The ERP software market evolved as most do, with a large number of independent developers launching products to compete for a healthy and hungry community of manufacturing companies that needed the capabilities that ERP provides. Through the 1990s, many ERP software companies entered the market and most thrived as demand seemed almost unlimited.
Starting in the late 1990s, the ERP software market experienced a rather dramatic consolidation. ERP software companies selectively acquired other ERP system vendors which were in turn acquired by bigger ERP software companies. In 1998 there were more than 200 independent ERP software companies in the market. Those 200 suppliers mostly ended up as part of only a handful of remaining suppliers by 2006. The good news here is that almost none of the ERP products were abandoned during this market consolidation. The acquirers generally continued support for the acquired products and eventually provided either a new combined product offering and/or a reasonable migration path to their flagship offerings. Very few ERP system vendors closed their doors and left the user community hanging.

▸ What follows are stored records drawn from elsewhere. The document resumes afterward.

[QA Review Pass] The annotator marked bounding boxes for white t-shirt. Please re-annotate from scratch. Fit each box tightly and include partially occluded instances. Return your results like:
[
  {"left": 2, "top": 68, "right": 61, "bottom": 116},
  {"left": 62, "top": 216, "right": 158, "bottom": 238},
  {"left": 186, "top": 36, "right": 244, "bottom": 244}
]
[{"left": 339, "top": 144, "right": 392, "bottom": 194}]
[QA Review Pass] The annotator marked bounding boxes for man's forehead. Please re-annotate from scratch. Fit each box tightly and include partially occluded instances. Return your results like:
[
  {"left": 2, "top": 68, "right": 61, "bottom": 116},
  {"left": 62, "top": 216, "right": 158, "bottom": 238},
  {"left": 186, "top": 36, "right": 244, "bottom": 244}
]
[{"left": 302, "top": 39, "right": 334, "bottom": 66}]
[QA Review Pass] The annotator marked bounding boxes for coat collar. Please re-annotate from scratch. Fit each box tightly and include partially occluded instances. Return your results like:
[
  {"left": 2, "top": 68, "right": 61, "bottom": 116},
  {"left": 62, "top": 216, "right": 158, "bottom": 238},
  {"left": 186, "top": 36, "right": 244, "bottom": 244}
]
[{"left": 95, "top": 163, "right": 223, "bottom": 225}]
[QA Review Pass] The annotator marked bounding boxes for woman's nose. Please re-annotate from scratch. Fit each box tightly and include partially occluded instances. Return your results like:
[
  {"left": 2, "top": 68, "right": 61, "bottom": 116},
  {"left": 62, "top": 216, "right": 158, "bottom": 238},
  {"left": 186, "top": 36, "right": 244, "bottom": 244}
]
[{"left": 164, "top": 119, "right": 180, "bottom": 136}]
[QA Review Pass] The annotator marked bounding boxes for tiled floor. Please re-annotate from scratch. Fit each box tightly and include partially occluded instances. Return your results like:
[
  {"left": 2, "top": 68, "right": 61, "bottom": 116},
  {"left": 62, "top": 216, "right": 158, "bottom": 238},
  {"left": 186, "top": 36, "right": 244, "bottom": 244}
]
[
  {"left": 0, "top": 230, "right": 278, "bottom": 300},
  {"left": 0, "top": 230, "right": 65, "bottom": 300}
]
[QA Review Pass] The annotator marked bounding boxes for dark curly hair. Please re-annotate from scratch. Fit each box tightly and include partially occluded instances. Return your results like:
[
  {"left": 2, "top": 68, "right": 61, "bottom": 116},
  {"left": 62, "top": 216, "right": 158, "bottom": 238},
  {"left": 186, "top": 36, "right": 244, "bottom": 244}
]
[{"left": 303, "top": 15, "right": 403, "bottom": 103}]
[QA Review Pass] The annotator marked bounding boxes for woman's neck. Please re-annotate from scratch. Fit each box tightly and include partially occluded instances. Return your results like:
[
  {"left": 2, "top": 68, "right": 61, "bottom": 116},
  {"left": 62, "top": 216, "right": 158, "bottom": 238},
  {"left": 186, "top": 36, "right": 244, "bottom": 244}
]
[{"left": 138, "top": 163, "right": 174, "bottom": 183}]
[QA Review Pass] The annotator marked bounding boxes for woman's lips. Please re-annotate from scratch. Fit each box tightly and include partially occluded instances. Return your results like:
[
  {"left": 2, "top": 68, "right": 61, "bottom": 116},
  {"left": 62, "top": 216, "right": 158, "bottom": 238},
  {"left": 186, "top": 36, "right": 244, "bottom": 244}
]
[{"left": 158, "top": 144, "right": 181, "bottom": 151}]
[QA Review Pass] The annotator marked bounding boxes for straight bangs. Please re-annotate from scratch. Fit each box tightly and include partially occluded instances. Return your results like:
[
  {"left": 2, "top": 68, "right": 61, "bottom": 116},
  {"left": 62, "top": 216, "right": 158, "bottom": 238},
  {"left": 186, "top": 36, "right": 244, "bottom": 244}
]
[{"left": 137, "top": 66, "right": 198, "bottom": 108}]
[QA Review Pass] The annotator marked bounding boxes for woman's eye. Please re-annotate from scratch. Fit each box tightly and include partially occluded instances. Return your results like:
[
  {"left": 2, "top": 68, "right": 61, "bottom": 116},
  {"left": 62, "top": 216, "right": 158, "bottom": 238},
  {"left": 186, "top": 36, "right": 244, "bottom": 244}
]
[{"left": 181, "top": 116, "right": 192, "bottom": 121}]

Of course the biggest ERP software companies participated in the acquisition activity with SAP focusing on best-of-breed and niche products to fill out their portfolio and broaden the range of functionality and technologies they have to offer. Oracle built their entire ERP position on acquired products and added PeopleSoft (which had previously acquired Vantive, Red Pepper, and JDEdwards which in turn had swallowed YouCentric and Numetrix), Demantra, Datalogix and Siebel. You can see how the acquisitions followed acquisitions which followed acquisitions, making it a bit difficult to trace all the genealogy.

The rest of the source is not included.